Neurovaskuläre Erkrankungen, Hirnanhangsdrüsentumore und neuroendokrine Neoplasien: Ein umfassender Überblick

Die Behandlung neurologischer Erkrankungen erfordert einen interdisziplinären Ansatz. In der Neurochirurgischen Klinik werden neurovaskuläre Erkrankungen, Hirnanhangsdrüsentumore und neuroendokrine Neoplasien (NEN) umfassend diagnostiziert und behandelt. Dieser Artikel bietet einen detaillierten Überblick über diese komplexen Krankheitsbilder und die entsprechenden Therapieansätze.
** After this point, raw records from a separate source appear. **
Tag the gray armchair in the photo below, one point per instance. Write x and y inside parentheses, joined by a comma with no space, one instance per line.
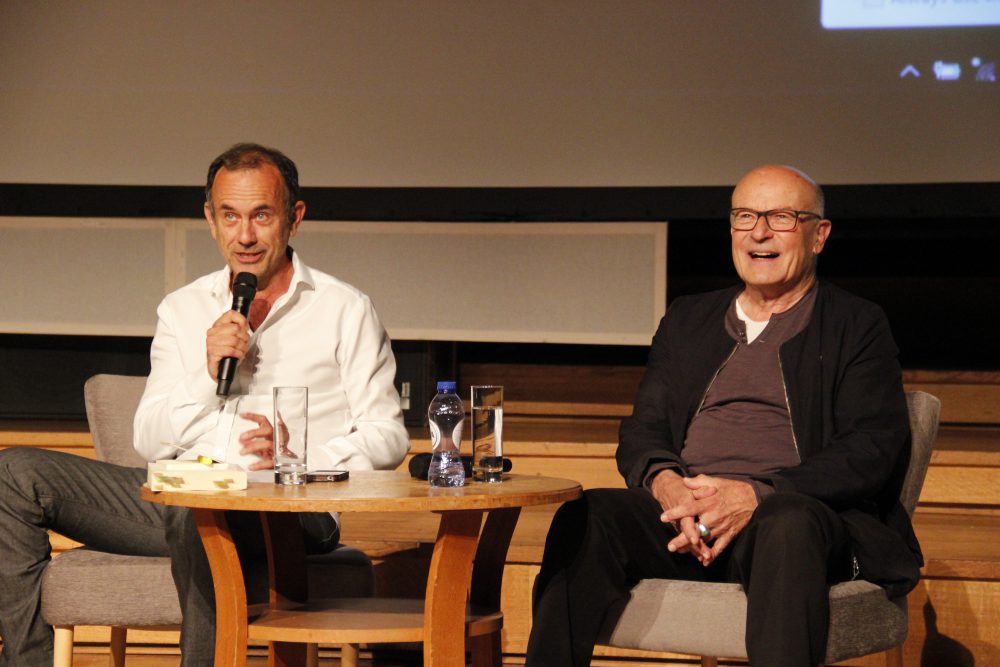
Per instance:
(709,619)
(88,587)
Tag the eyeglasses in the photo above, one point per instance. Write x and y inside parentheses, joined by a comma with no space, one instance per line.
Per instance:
(778,220)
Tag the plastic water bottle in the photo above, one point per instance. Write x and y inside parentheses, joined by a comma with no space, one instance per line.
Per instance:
(446,416)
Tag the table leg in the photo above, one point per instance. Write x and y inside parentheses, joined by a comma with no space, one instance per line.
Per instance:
(448,588)
(230,594)
(487,579)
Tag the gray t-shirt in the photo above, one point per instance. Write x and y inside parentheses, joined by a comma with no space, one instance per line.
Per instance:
(743,427)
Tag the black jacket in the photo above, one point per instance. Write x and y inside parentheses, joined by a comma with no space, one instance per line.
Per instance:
(847,406)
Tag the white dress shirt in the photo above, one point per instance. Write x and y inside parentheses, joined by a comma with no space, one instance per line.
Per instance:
(322,333)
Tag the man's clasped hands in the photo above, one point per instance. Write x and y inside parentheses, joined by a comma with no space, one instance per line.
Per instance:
(722,506)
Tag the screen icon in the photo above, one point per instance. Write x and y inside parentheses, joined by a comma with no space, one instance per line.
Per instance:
(947,71)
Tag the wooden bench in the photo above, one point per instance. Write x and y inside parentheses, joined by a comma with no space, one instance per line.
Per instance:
(572,433)
(557,424)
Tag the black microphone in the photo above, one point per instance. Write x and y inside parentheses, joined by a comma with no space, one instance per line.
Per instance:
(244,289)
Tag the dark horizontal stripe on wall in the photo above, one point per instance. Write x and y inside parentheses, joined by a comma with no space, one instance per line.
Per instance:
(946,201)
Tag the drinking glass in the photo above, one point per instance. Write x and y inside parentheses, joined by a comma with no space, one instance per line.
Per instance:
(291,411)
(487,433)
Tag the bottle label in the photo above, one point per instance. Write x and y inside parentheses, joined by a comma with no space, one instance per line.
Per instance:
(448,445)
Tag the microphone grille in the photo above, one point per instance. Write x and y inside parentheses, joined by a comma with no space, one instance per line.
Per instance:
(245,285)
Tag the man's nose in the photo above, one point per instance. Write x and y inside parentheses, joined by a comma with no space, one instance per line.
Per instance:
(761,230)
(247,233)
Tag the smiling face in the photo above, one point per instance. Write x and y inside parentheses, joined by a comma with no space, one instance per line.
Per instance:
(776,265)
(247,219)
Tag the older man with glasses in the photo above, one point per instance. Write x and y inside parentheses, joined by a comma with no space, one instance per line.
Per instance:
(767,446)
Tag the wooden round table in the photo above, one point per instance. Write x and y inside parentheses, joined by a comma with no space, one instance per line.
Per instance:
(462,554)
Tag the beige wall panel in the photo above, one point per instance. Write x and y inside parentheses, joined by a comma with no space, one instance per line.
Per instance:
(556,283)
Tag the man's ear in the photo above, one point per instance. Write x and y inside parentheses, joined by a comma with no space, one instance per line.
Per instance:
(300,212)
(210,217)
(823,228)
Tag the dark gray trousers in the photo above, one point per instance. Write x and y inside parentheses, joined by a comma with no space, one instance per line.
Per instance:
(603,544)
(98,504)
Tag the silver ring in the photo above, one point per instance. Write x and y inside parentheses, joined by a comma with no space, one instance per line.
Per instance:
(704,531)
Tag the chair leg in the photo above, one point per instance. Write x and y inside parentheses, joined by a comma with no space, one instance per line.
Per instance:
(349,655)
(894,657)
(63,650)
(486,650)
(116,657)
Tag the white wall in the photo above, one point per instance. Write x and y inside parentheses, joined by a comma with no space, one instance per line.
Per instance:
(556,283)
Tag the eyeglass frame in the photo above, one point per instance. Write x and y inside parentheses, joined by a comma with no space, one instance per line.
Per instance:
(767,220)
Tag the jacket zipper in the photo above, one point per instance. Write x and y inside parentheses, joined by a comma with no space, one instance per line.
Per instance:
(788,405)
(718,370)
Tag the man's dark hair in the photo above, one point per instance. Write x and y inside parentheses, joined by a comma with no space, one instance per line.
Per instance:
(251,156)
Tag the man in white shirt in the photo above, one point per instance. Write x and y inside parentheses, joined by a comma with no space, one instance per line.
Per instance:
(304,328)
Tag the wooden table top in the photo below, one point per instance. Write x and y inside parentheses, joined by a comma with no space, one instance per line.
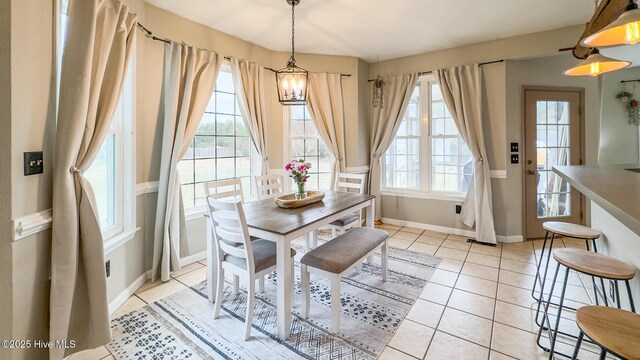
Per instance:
(266,215)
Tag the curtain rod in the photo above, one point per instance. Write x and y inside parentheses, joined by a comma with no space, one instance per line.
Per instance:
(149,34)
(431,72)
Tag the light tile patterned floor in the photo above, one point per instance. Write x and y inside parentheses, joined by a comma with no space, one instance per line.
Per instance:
(476,306)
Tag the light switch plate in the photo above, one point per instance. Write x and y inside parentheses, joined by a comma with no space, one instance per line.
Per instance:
(33,163)
(515,158)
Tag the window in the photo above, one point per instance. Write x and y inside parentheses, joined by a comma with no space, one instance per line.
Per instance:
(112,172)
(427,154)
(221,149)
(305,143)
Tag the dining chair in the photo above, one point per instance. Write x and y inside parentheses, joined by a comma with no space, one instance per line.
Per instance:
(346,182)
(237,254)
(228,190)
(269,186)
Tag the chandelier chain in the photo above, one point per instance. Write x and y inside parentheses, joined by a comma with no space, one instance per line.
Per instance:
(293,30)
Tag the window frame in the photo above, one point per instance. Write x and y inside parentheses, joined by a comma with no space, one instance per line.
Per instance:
(425,189)
(287,145)
(195,211)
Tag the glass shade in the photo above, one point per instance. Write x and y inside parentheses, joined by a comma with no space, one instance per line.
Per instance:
(292,85)
(596,64)
(624,30)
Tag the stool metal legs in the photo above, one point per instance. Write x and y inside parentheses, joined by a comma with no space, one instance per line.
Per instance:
(553,334)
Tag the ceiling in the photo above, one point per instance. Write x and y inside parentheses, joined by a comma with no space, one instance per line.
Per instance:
(379,29)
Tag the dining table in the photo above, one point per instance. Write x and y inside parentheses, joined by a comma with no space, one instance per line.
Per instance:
(267,221)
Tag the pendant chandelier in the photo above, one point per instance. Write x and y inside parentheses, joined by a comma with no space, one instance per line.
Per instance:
(624,30)
(596,64)
(291,80)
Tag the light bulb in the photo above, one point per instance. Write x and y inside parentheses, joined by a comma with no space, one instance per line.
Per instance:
(595,69)
(632,33)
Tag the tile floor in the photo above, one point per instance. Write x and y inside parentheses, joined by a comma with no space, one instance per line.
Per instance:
(476,306)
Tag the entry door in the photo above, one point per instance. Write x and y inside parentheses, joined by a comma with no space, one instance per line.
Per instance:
(552,138)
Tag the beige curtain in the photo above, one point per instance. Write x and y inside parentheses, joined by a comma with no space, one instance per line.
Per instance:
(326,107)
(462,91)
(97,51)
(189,78)
(249,80)
(385,121)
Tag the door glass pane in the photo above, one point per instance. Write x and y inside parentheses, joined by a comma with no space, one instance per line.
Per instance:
(552,142)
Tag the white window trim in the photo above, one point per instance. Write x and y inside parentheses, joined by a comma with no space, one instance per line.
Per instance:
(286,116)
(197,211)
(424,192)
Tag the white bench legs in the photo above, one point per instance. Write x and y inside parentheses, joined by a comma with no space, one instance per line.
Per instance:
(336,279)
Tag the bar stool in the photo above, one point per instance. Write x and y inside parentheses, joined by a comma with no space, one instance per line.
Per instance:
(615,331)
(570,230)
(589,263)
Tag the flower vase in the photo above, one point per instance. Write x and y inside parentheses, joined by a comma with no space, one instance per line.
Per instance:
(301,193)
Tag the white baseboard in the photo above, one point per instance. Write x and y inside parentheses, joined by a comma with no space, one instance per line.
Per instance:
(442,229)
(448,230)
(510,239)
(193,258)
(126,294)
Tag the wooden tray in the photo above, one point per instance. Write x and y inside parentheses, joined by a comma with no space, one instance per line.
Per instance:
(289,201)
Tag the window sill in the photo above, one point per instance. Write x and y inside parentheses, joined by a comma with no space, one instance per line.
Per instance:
(454,197)
(118,240)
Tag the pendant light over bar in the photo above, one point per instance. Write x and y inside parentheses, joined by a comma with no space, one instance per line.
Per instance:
(624,30)
(291,81)
(596,64)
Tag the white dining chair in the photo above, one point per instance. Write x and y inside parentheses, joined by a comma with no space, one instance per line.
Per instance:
(237,254)
(228,190)
(269,186)
(346,182)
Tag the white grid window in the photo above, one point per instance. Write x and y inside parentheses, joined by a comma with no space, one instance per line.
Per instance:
(221,149)
(305,143)
(427,154)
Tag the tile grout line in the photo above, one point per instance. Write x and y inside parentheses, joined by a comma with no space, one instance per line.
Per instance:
(495,304)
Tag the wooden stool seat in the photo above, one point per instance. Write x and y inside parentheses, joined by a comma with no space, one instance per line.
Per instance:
(616,330)
(571,230)
(594,264)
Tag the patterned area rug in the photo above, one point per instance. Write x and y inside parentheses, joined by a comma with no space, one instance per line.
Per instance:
(181,326)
Neurovaskuläre Erkrankungen

Neurovaskuläre Erkrankungen umfassen eine Vielzahl von Zuständen, die die Blutgefäße des Gehirns und des Rückenmarks betreffen. Zu den häufigsten gehören Hirnarterienaneurysmen, arteriovenöse Malformationen (AVM) und Kavernome.

Hirnarterienaneurysmen

Hirnarterienaneurysmen sind Ausstülpungen oder Schwächungen der Wände von Hirnarterien. Sie stellen die häufigste Ursache für Subarachnoidalblutungen (SAB) dar, eine potenziell lebensbedrohliche Form des Schlaganfalls. Aufgrund des erheblichen Blutungsrisikos müssen Aneurysmen in der Regel behandelt werden.

Behandlungsmöglichkeiten:

  • Operative Ausschaltung: Hierbei wird das Aneurysma durch einen Gefäß-Clip verschlossen, um eine weitere Blutung zu verhindern.
  • Endovaskuläre Therapie: Bei dieser minimal-invasiven Methode werden Platinspiralen (Coils) über einen Katheter in das Aneurysma eingebracht, um es von innen heraus zu verschließen.

Die Wahl der Behandlungsmethode hängt von verschiedenen Faktoren ab, darunter die Größe, Form und Lage des Aneurysmas sowie der allgemeine Gesundheitszustand des Patienten.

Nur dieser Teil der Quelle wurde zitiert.